L'équivalence des catastrophes

Par Mathieu Li-Goyette
En 1281, le Kubilaï Khan organise le plus grand débarquement de l’histoire pour s’emparer du Japon. Une tempête terrible s’abat sur ses hommes et provoque leur déroute. La défaite japonaise qui était assurée devient une victoire miraculeuse, la récompense d’un peuple qui pourra désormais se voir invincible à toutes formes d’adversités pour autant qu’il préserve sa propre unité. Ce typhon, baptisé par la suite kamikaze (« vent divin »), a longtemps conforté les Japonais de l’imprenabilité de leur territoire, les mettant au couvert des dieux de l’île. Entre 1931 et 1945, c’est cette même assurance de la protection et du dû divins qui est invoquée pour alimenter l’esprit militariste de la nation et pour justifier aux yeux du peuple les ambitions de conquête du gouvernement d’extrême-droite. En 2011, lorsque le réacteur numéro 4 de Fukushima-Daiichi se met à fuir suite à un tremblement de terre et au fracas d’un tsunami, les forces de la nature semblent être celles qui condamnent cette fois-ci le pays pour avoir osé entretenir le pari eschatologique de l’énergie nucléaire. Ces deux événements, en plus de ceux que le Japon a vécus entre temps, du tremblement de terre de Kanto de 1923 aux bombes atomiques de 45, pèsent autant pour leurs issues (positives ou négatives) que pour le choc qu’elles ont provoqué et la reconstruction qu’elles ont engendrée par la force des choses, faisant du Japon un territoire fragile, qui se sait et se sent constamment « à la merci » (des dieux, des tremblements de terre, des tensions politiques est-ouest) et où l’idée même de la catastrophe, voire de la mort, a été profondément enracinée dans la conscience populaire comme le moteur, sinon du renouveau, au moins du cours de la vie...

Ainsi, la culture japonaise préfère traditionnellement les perdants aux gagnants. Elle érige pour ses grandes figures tragiques des épopées bien entretenues, centrées sur leur résilience, sur leur capacité à affronter l’inéluctable le regard droit et la posture ferme alors que ses héros victorieux, eux, n’ont de victoire que celle de leur bataille, comme si leur seule victoire était suffisamment rassérénante alors qu’à l’inverse il n’y aurait jamais suffisamment de récits pour consoler les vaincus. C’est un peu tout ce bagage, toute cette culture de la défaite, de l’adversité et du calme malgré tout qu’il faut voir comme toile de fond du magnifique film d’Hirokazu Kore-eda, Après la tempête. Car cet arrière-plan qui devrait nous trotter en tête, sans nous dire qu’il permettra à son protagoniste Ryota (Hiroshi Abe) de retrouver sa femme (Yoko Maki) et son fils (Taiyo Yoshizawa), embellit au moins la noblesse de ce père dépité.

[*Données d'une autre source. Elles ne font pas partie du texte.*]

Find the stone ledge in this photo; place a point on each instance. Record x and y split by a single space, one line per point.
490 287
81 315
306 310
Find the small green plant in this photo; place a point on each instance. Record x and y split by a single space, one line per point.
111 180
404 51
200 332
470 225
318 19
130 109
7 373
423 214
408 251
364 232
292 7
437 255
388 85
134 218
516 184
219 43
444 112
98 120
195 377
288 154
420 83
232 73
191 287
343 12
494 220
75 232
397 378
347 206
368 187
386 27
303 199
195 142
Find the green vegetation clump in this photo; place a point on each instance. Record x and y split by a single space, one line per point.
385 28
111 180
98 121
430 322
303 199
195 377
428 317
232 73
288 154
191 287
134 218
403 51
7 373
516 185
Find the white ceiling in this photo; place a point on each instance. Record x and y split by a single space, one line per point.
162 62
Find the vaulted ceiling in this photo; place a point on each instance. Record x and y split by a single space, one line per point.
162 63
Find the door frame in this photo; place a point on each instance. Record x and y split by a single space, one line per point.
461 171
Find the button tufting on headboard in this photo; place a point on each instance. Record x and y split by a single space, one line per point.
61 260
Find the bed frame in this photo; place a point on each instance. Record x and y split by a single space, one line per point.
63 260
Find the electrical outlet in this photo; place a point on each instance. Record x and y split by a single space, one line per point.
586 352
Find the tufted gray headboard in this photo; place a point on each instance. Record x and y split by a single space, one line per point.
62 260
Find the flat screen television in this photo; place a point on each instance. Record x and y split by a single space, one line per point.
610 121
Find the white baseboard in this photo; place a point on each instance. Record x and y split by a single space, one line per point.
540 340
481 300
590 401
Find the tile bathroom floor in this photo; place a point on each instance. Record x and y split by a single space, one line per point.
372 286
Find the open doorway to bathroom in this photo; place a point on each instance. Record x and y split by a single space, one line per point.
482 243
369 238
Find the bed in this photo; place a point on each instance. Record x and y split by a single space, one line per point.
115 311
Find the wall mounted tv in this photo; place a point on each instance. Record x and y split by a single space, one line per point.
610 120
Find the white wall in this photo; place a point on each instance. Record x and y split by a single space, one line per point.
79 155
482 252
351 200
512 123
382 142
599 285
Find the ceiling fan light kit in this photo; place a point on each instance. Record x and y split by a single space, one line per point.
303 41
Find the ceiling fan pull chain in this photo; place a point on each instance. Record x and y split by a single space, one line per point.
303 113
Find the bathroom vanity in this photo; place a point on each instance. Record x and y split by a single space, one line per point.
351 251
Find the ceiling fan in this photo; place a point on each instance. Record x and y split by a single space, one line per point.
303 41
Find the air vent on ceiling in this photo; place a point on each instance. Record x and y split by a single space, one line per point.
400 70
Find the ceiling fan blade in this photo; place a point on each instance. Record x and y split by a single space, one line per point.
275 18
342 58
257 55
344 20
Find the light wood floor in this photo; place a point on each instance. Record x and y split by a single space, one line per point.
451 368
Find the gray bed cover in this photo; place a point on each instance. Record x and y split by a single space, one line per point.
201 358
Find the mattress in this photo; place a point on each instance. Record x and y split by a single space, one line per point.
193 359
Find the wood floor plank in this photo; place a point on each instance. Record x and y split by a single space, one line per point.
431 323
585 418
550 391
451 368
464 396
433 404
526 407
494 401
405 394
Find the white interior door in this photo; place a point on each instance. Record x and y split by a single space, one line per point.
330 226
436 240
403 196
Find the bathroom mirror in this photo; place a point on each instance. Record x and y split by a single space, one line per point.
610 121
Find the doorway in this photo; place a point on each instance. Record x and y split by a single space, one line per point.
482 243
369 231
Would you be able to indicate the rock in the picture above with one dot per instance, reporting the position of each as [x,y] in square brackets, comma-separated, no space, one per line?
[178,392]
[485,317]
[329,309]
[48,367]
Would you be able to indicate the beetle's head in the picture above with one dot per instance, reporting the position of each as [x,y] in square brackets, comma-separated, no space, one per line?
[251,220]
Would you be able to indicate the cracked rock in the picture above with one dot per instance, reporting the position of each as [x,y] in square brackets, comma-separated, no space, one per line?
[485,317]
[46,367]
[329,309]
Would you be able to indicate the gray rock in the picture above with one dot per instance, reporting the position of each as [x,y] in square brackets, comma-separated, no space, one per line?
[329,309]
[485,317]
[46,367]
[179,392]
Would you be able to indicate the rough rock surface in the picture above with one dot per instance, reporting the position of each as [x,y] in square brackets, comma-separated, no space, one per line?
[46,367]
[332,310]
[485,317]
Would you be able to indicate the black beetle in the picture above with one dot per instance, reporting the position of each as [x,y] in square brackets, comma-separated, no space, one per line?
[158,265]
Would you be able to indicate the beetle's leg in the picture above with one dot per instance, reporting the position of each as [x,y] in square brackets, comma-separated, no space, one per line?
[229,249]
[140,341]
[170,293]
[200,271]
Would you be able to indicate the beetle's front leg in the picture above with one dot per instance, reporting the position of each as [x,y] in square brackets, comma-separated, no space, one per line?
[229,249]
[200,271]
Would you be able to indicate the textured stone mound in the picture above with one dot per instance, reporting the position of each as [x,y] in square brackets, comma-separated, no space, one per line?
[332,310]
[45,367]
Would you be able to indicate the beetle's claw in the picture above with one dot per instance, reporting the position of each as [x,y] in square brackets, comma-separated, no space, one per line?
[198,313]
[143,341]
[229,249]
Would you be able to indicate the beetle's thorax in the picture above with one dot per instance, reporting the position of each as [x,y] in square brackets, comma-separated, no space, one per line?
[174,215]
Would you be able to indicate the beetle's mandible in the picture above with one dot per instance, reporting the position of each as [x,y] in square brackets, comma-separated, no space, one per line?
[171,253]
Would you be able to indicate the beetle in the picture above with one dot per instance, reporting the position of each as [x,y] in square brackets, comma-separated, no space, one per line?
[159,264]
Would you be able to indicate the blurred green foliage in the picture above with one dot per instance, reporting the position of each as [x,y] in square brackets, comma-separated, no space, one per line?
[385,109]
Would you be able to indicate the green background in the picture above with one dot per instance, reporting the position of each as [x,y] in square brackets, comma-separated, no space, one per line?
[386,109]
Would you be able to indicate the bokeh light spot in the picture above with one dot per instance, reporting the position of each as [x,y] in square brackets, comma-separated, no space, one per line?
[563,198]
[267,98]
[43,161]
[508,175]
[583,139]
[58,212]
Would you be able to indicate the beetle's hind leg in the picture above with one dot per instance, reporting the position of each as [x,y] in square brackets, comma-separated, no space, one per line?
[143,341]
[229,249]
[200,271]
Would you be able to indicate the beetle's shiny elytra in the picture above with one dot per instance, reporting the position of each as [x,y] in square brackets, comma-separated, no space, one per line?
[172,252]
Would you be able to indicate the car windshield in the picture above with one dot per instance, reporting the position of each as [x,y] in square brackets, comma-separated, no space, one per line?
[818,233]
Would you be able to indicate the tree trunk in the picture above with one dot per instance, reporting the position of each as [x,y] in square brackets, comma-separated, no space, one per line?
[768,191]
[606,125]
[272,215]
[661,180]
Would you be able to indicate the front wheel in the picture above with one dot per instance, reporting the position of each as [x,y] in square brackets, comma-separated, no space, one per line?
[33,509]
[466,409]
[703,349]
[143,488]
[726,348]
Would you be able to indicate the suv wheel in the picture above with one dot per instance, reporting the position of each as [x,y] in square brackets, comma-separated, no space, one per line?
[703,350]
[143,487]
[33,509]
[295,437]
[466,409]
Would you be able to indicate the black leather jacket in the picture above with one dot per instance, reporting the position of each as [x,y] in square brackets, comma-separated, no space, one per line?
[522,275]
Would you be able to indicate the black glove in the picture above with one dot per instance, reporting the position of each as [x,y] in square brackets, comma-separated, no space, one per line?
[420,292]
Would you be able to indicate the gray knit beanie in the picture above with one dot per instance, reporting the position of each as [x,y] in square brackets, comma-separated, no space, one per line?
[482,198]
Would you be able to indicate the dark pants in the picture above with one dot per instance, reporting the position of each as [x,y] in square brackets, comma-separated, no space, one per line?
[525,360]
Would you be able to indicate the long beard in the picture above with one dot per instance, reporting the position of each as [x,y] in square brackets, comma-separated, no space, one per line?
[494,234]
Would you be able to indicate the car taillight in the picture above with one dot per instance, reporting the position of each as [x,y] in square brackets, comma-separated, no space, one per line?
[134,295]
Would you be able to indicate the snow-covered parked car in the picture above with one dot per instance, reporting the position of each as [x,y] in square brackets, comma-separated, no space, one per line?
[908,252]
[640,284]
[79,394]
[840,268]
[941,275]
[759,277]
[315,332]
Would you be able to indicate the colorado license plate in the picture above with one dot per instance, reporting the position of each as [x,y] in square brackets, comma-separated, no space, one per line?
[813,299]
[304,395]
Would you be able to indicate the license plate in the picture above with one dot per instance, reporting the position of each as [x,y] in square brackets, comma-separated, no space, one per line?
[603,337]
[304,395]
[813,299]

Ce père, écrivain d’un roman apprécié mais devenu depuis détective privé, n’assume pas les pleines responsabilités de son rôle de père. La dépendance au jeu, les dettes cumulées, une relation conséquemment trouble avec son unique sœur à qui il emprunte parfois une maigre pitance, ce sont les fautes de Ryota qui, depuis, vit seul et rapièce ce qu’il lui faut pour payer de justesse la pension de son fils à son ex-femme. Histoire d’apparence banale qui débute peu de temps après la mort du père de Ryota, Après la tempête est construit adroitement sur ces différents après de la vie, sur des pertes en train de se vivre et de se rentabiliser ou non (car c’est le manque d’argent du père et sa dépendance au jeu qui nous permet d’opposer des calculs rationnels à ses malheurs). Kore-eda creuse avec une forme passive d’acharnement le désarroi qui s’enracine dans cette perte, différemment et à des intensités singulières pour chacun de ses personnages ; il montre à quel point, à l’instar des cataclysmes, il n’y a pas d’équivalence des catastrophes familiales qui soit possible, un peu comme le philosophe Jean-Luc Nancy le rappelait dans son Équivalence des catastrophes (après Fukushima), à savoir qu’il n’y a aucune équivalence dans les catastrophes puisqu’on n’y compare pas l’égalité des souffrances humaines (comme on parlerait de l’égalité de tous les Hommes nés égaux) mais bien d’une égalité absolue face à la dignité humaine qui, elle, n’a comme seul versant que celui de l’inestimable, de ce qui ne saurait être compté et qui rentre alors dans un conflit souterrain avec les manquements monétaires du père qui, eux, sont sans cesse comptés.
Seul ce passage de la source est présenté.